Spaceflight Now




Spacewalk No. 1 begins
BY WILLIAM HARWOOD
STORY WRITTEN FOR CBS NEWS "SPACE PLACE" & USED WITH PERMISSION
Posted: July 8, 2006

Astronauts Piers Sellers and Mike Fossum, floating in the space station's Quest airlock module, switched their spacesuits to internal battery power at 9:17 a.m. today to officially kick off the first of three planned spacewalks during shuttle Discovery's mission.

The goals of today's six-and-a-half-hour excursion are to begin the repair of a stalled transporter on the station's solar array truss and to test the stability of a 50-foot-long boom attached to the end of the shuttle's robot arm for possible use as a work platform.

This is the 66th spacewalk devoted to space station assembly and maintenance since construction began in 1998. Going into today's spacewalk, 57 U.S., Russian, French, Japanese and Canadian astronauts had logged 390 hours and 54 minutes of EVA time working on the station. Sellers participated in three space station spacewalks in 2002 totaling 19 hours and 41 minutes. Fossum is making his first EVA and thus pushes the number of station spacewalkers to 58.

The first task today is to restore the station's stalled crane transporter platform to limited operation in preparation for a complex repair job during the crew's second spacewalk Monday.

The transporter is designed to creep along rails on the front face of the station's unfinished solar array truss, carrying the station's Canadian-built robot arm from one work station to another. At each work station, the transporter and arm can be locked down to provide stability. The long truss eventually will sport four huge sun-tracking solar array panels that will generate the electrical energy needed to support a six-member crew and a full suite of scientific experiments.

But the outer segments of the truss cannot be built without the station's robot arm and the arm cannot be moved from point to point unless the transporter is operational and has redundant power, video and data cables.

As the transporter moves along the truss it plays out or rolls up ribbon-like power and data cables. To provide redundancy, two trailing umbilical system - TUS - reel assemblies play out and rewind separate cables. The transporter was launched with powerful cable cutters in devices on the transporter itself, called interface umbilical assemblies, in case of a jam in either TUS reel that might otherwise strand the work platform.
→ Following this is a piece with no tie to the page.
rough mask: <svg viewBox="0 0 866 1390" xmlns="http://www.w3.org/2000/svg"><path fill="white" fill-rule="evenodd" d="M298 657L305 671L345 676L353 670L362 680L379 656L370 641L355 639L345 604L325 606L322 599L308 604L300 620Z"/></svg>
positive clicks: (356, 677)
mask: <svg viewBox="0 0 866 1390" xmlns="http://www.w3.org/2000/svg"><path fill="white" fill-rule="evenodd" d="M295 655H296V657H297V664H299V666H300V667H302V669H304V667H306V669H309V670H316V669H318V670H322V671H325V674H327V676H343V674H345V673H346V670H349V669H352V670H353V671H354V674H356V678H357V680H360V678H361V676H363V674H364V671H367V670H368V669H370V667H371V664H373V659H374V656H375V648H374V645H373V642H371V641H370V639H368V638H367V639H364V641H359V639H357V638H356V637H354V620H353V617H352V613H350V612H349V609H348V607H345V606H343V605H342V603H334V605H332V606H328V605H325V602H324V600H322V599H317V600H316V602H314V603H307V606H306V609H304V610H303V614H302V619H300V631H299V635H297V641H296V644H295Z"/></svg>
On Dec. 16, TUS cable No. 1 on the Earth-facing, or nadir, side of the transporter was severed when the cable cutter in the nadir interface umbilical assembly suddenly fired for no apparent reason, slamming down with 960 pounds of force. Engineers still do not know why the spring-driven cutter fired.

But the incident left the mobile transporter with just one set of power and data cables and NASA flight rules forbid its movement along the truss unless full redundancy is available. The concern is that a second failure could leave the transporter stranded between work sites and unable to be safely latched down. That, in turn, would pose a risk during shuttle dockings or other events when unwanted movement could prove dangerous.

"Basically, it killed itself just before Christmas," Sellers said in an interview. "It's a complicated task. If we don't get this thing fixed, we can't move this truck that moves up and down the front face of the station and we can't continue with assembly. So we absolutely have to get it fixed before the next mission."

Earlier this year, worried that the cable cutter on the upward facing, or zenith, side of the transporter might fire, Expedition 12 commander William McArthur and flight engineer Valery Tokarev attempted to disable the zenith cable cutter during an already planned spacewalk. But they were unable to drive in a "safing" bolt and rather than leave the cable in place, they removed it from the cutting mechanism and tied it off. That had the effect of stranding the mobile transporter at work site 4.

Sellers and Fossum will attempt to fix the zenith cable system today by inserting a blade blocker designed to prevent any damage to the cable even if the cutter fires later. If the blade blocker fits properly, they will re-insert the zenith cable in the interface umbilical assembly and thus restore the transporter to single-cable operation.

That's important because the crew needs to move the transporter from work site 4 to work site 5 to get the access needed to repair the nadir cable system during the second spacewalk Mondaay.

Once the cable blocker is in place, Sellers and Fossum will press ahead with the boom stability tests.